INCROYABLE MAIS VRAI

Dans 48 heures, tu en auras terminé de m'imposer des mots [le dernier billet éligible est celui de dimanche] et, incroyable mais vrai, je suis parvenu à tous les caser même les trucs de cruciverbistes comme EWE, alors que c'est tout de même assez capilotracté que de me demander de caser dans un propos cohérent une langue africaine !

Pourtant et aussi incroyable que cela soit, je le fais de bonne grâce dans la mesure où c'est le contrat, qu'il s'agisse d'un mot incasable ou pas ... jusqu'à faire des jeux de mot comme hier. Et pourtant, aujourd'hui, c'est toi qui va travailler et, comme j'entends le faire régulièrement, tu vas t'arracher les cheveux à essayer de démêler le vrai du faux, l'incroyable du rationnel ... tu l'as compris : c'est le grand retour de l'incroyable mais vrai ! [remarque bien que si tu ne t'en étais pas rendu compte, je t'invite à rapidement prendre contact avec ton ophtalmologiste préféré pour faire contrôler tes yeux à la lumière de vignette ci-contre]

Tous les mois désormais, je te propose un petit jeu tendant à démontrer, si besoin en était, que le monde est fou ! EWE [prononce "hé oué" comme on dit à Montpellier], le monde il est tout fou dans sa tête et c'est bien pour cela qu'on va en jouer.

Voici donc la manche du mois d'octobre 2017. Toutes les infos les plus bizarres, les infos les plus surprenantes et les plus étonnantes ... 8 points par bonne réponse et on compte tes points pour la manche suivante qui aura lieu le mois prochain. 15 questions saugrenues et un tantinet bizarres ... 

Tto, qui aurait pu t'en trouver des milliers de questions comme ça

2017 - LOGO MOT DU PREMIER

EWE : substantif [prononcer "éoué"]
Nom de la variété écrite de la langue que parlent les Ewe.
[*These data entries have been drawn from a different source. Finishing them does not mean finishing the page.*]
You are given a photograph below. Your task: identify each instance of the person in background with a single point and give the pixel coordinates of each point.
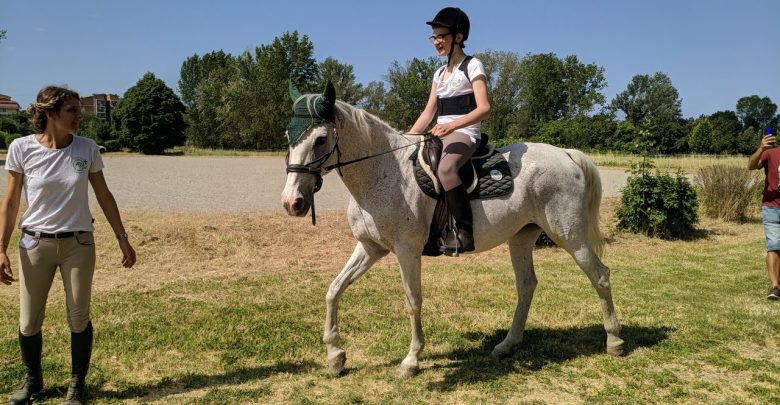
(52, 169)
(768, 158)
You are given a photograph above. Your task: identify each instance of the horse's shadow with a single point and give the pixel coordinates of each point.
(185, 383)
(539, 348)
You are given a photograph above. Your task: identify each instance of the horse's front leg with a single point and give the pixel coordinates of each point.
(410, 273)
(364, 255)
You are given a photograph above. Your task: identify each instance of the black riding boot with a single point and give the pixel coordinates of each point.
(80, 353)
(31, 356)
(461, 239)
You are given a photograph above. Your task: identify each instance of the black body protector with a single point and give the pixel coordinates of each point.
(457, 22)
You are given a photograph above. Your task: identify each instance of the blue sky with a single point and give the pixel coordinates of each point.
(714, 51)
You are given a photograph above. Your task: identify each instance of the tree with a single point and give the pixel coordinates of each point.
(204, 124)
(94, 128)
(503, 79)
(410, 86)
(150, 117)
(288, 57)
(195, 69)
(343, 78)
(552, 88)
(701, 138)
(726, 129)
(649, 97)
(756, 112)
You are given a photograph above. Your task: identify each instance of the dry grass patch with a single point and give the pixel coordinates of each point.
(229, 309)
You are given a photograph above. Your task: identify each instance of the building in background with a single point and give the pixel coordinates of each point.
(100, 105)
(8, 106)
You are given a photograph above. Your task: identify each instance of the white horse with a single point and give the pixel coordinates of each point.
(555, 190)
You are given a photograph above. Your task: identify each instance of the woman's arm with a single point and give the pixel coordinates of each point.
(111, 211)
(428, 113)
(482, 111)
(754, 161)
(8, 211)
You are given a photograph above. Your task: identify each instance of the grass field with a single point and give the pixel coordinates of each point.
(687, 163)
(230, 310)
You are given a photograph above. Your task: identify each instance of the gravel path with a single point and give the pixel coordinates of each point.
(226, 184)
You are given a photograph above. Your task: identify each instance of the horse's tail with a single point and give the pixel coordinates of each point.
(592, 199)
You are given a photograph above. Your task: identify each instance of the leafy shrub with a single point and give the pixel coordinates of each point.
(727, 192)
(657, 204)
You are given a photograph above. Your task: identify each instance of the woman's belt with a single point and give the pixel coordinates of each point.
(457, 105)
(61, 235)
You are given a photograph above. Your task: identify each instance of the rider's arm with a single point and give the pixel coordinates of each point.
(427, 115)
(754, 161)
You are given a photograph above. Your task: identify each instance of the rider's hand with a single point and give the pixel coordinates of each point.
(6, 275)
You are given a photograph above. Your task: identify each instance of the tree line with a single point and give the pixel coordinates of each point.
(241, 102)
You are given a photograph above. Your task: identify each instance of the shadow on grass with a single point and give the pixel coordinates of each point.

Au nombre de deux millions, ceux-ci occupent la région côtière située à l'ouest de la Volta et au sud du Togo. Leur langue, décrite par le grand linguiste africaniste D. Westermann (1907), a fait l'objet de transcriptions et a été utilisée pour traduire la Bible dès le milieu du XIXe siècle : la côte des Esclaves était un lieu particulièrement actif d'échanges, et de nombreux classiques mondiaux furent traduits. Kwasi Fiawoo crée le drame littéraire ewe et donne avec la Cinquième Lagune (1937) une réflexion critique sur les valeurs de la tradition. Après la Seconde Guerre mondiale, dans le grand élan nationaliste africain, un roman de Sam Obianim, Amegbetoa (1949), narre les aventures d'un jeune homme dans l'Afrique pré-coloniale, donne un modèle de conduite, très influencé par un christianisme, jamais nommé. La fiction ewe longtemps soutenue par le Bureau of Ghana Languages est évidemment tributaire aujourd'hui des politiques linguistiques erratiques du Ghana et du Togo.